REPUBLIKA.CO.ID, JAKARTA -- Takjil berbuka puasa menjadi lahan menggiurkan bagi pedagang musiman saat bulan Ramadhan. Penyebaran makanan berbuka ini dilakukan dari pedagang rumahan sehingga tidak bisa terawasi dengan ketat oleh Badan Pengawasan Obat dan Makanan (BPOM).
Deputi Bidang Pengawasan Keamanan Pangan dan Bahan Berbahaya BPOM, Suratmono memberikan imbauan agar masyarakat lebih berhati-hati dengan penjualan takjil di bualan Ramadhan. Ada beberapa cara untuk mengenali secara kasat mata takjil yang menggunakn formalin dan pewarna buatan.
"Jika mau membeli mie basah, kalau tidak lengket, mengkilat, tidak mudah putus, itu diduga itu menggunakan formalin," ujar Suratmono saat dihubungi Republika, Kamis (25/6).

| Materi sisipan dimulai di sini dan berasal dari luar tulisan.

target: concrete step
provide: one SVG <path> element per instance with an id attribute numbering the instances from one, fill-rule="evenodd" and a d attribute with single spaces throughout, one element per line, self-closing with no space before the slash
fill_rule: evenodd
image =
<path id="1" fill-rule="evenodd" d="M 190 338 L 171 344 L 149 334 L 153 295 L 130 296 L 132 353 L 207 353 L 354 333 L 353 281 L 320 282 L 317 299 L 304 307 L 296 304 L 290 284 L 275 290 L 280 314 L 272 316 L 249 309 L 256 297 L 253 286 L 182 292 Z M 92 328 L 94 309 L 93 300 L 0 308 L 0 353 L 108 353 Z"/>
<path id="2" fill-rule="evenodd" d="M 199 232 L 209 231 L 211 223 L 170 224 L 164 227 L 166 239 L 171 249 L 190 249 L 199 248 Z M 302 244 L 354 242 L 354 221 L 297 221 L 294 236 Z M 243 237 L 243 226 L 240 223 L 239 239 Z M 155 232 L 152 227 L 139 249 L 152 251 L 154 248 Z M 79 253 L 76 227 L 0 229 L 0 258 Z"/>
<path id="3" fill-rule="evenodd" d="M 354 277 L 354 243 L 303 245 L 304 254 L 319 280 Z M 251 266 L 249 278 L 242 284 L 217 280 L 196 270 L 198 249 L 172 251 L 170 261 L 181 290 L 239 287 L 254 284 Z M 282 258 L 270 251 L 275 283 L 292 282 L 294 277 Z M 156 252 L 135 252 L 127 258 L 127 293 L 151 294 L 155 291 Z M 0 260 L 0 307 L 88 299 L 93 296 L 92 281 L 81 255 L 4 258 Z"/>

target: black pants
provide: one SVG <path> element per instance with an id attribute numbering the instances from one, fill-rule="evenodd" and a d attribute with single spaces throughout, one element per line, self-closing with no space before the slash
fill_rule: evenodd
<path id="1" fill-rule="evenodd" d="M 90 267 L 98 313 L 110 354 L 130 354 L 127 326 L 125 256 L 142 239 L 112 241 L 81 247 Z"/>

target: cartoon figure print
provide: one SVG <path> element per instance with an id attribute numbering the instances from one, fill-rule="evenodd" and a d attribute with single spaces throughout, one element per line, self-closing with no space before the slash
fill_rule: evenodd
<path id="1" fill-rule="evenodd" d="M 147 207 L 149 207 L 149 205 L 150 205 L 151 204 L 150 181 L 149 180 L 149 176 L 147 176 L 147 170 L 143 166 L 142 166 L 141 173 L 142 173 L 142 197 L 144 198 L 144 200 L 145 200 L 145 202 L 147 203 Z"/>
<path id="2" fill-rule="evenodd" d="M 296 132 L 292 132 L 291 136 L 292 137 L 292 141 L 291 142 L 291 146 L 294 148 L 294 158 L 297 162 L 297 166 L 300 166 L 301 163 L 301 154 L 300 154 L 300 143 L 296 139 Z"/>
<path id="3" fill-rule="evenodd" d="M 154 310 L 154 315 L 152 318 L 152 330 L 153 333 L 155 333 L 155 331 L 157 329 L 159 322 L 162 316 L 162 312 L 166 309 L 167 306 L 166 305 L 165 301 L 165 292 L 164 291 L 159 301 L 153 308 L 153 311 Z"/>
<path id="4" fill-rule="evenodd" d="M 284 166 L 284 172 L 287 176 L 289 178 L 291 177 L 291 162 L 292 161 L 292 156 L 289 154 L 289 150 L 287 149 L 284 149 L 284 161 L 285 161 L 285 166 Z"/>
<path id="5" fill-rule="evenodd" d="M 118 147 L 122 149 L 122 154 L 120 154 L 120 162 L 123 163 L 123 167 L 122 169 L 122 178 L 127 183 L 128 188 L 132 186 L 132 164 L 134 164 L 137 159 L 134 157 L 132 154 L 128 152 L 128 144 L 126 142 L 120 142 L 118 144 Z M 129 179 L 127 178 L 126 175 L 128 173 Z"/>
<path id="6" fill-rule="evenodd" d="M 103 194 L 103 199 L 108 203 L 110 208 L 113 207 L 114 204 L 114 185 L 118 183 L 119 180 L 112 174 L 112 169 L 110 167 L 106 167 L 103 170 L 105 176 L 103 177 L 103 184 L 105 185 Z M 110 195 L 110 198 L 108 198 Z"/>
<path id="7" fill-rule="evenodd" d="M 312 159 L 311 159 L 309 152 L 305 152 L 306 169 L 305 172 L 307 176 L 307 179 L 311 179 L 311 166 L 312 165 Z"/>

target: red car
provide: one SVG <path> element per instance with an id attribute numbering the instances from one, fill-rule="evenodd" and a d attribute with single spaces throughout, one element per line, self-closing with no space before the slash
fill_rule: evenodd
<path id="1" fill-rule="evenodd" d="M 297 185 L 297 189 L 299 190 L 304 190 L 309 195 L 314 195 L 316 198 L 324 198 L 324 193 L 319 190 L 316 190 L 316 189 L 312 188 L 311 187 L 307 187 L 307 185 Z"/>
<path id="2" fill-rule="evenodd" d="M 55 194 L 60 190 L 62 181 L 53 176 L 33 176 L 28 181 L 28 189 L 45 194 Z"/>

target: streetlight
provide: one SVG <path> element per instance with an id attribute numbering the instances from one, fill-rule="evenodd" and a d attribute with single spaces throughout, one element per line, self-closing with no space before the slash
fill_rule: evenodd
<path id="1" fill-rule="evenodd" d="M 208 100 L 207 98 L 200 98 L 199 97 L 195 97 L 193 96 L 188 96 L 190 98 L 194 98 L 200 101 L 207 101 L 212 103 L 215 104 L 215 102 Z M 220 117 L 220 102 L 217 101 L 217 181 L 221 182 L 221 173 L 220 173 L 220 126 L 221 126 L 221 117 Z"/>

Mie basah tidak akan bertahan lama ketika ditaruh di suhu ruangan. Jika mie itu tidak berfomalin mungkin hanya akan bertahan selama satu hari saja.
Cara sama juga berlaku bagi makan-makanan lain. Jika bertekstur terlalu kenyal dan memiliki warna cerah, konsumen wajib waspada pada penggunaan formalin.

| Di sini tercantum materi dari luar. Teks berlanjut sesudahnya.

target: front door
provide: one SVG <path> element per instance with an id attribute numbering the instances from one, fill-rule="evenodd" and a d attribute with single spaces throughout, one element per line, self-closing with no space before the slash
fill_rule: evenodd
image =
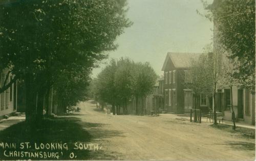
<path id="1" fill-rule="evenodd" d="M 14 83 L 13 87 L 13 110 L 16 110 L 17 107 L 17 103 L 16 102 L 16 93 L 17 92 L 16 82 Z"/>
<path id="2" fill-rule="evenodd" d="M 238 118 L 244 118 L 243 90 L 238 90 Z"/>

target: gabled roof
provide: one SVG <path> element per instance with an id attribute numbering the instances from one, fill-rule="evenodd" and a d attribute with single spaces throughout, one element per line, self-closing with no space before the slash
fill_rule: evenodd
<path id="1" fill-rule="evenodd" d="M 165 68 L 168 61 L 172 61 L 176 68 L 187 68 L 192 59 L 197 59 L 202 53 L 168 52 L 162 67 L 162 71 Z"/>

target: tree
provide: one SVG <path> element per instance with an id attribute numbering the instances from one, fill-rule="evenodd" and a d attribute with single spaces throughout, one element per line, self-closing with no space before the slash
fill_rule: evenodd
<path id="1" fill-rule="evenodd" d="M 148 63 L 134 63 L 123 58 L 116 61 L 112 59 L 97 75 L 94 95 L 98 100 L 112 104 L 114 115 L 116 105 L 118 115 L 120 107 L 126 114 L 129 100 L 135 97 L 138 102 L 139 98 L 150 94 L 157 77 Z M 138 110 L 136 106 L 137 114 Z"/>
<path id="2" fill-rule="evenodd" d="M 222 85 L 228 86 L 230 89 L 230 105 L 232 110 L 232 120 L 233 121 L 233 129 L 236 130 L 236 120 L 234 109 L 233 106 L 232 87 L 239 86 L 239 81 L 234 76 L 234 73 L 237 72 L 237 65 L 239 62 L 237 60 L 231 59 L 228 53 L 224 52 L 222 55 L 223 70 L 221 82 Z"/>
<path id="3" fill-rule="evenodd" d="M 186 88 L 191 89 L 195 96 L 195 108 L 199 108 L 198 99 L 200 94 L 204 93 L 210 97 L 212 94 L 212 75 L 210 74 L 209 65 L 209 57 L 211 53 L 202 53 L 197 59 L 192 59 L 190 61 L 188 71 L 185 71 L 182 75 L 185 76 L 190 75 L 189 81 L 184 83 Z"/>
<path id="4" fill-rule="evenodd" d="M 105 51 L 116 48 L 116 38 L 131 24 L 125 5 L 124 0 L 34 0 L 1 8 L 1 67 L 9 68 L 13 80 L 25 81 L 26 121 L 34 124 L 36 96 L 49 93 L 62 72 L 73 65 L 90 71 Z"/>
<path id="5" fill-rule="evenodd" d="M 118 106 L 122 106 L 123 113 L 127 114 L 127 102 L 133 94 L 132 77 L 134 72 L 134 62 L 129 58 L 121 58 L 117 61 L 117 67 L 115 74 L 115 87 Z"/>

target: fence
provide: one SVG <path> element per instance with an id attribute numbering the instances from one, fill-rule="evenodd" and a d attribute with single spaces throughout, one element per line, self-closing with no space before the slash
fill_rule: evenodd
<path id="1" fill-rule="evenodd" d="M 192 120 L 193 115 L 194 114 L 194 119 Z M 190 109 L 190 122 L 202 122 L 202 113 L 201 110 L 199 109 Z"/>

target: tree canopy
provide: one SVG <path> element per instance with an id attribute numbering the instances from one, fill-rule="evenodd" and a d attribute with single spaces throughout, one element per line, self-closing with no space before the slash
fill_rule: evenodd
<path id="1" fill-rule="evenodd" d="M 106 58 L 106 51 L 117 48 L 116 37 L 131 25 L 125 17 L 126 5 L 125 0 L 17 1 L 3 4 L 0 69 L 8 68 L 14 80 L 25 81 L 29 88 L 27 103 L 35 100 L 40 89 L 47 93 L 53 85 L 65 85 L 61 81 L 68 82 L 66 85 L 69 87 L 79 86 L 81 79 L 86 84 L 92 68 Z M 66 92 L 71 94 L 70 90 Z M 35 111 L 34 104 L 27 107 Z M 33 115 L 27 112 L 26 115 Z"/>
<path id="2" fill-rule="evenodd" d="M 157 75 L 148 63 L 135 63 L 129 58 L 112 59 L 92 85 L 98 101 L 123 106 L 132 97 L 142 98 L 151 93 Z"/>

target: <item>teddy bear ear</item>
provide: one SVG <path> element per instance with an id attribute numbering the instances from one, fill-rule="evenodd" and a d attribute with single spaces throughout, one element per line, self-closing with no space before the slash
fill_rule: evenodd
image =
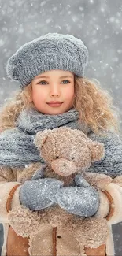
<path id="1" fill-rule="evenodd" d="M 43 132 L 39 132 L 36 133 L 34 143 L 38 147 L 39 150 L 41 149 L 46 140 L 47 139 L 47 137 L 49 134 L 50 134 L 51 130 L 50 129 L 45 129 Z"/>
<path id="2" fill-rule="evenodd" d="M 105 155 L 104 144 L 95 141 L 90 141 L 87 146 L 91 151 L 91 161 L 100 161 Z"/>

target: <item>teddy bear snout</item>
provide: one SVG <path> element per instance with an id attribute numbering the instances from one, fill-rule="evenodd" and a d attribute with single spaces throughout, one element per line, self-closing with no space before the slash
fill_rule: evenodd
<path id="1" fill-rule="evenodd" d="M 77 171 L 75 163 L 65 158 L 54 160 L 51 167 L 56 173 L 61 176 L 68 176 Z"/>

Minuman seperti cendol, cincau dan lainnya juga bisa saja terkena pewarna buatan. Menurutnya, jika makanan tersebut berwarna sangat terang dan berpendar sudah dipastikan makanan tersebut tidak menggunakan pewarna alami atau makanan.
"Itu sudah dipastikan menggunakan pewarna tekstil," katanya.
Ia juga menambahkan, ada baiknya masyarakat sudah mulai lebih berhati-hati memilih makan-makanan yang beredar, terutama saat bulan puasa. Jangan sampai santapan berbuka justru malah mengandung bahan-bahan berbahaya.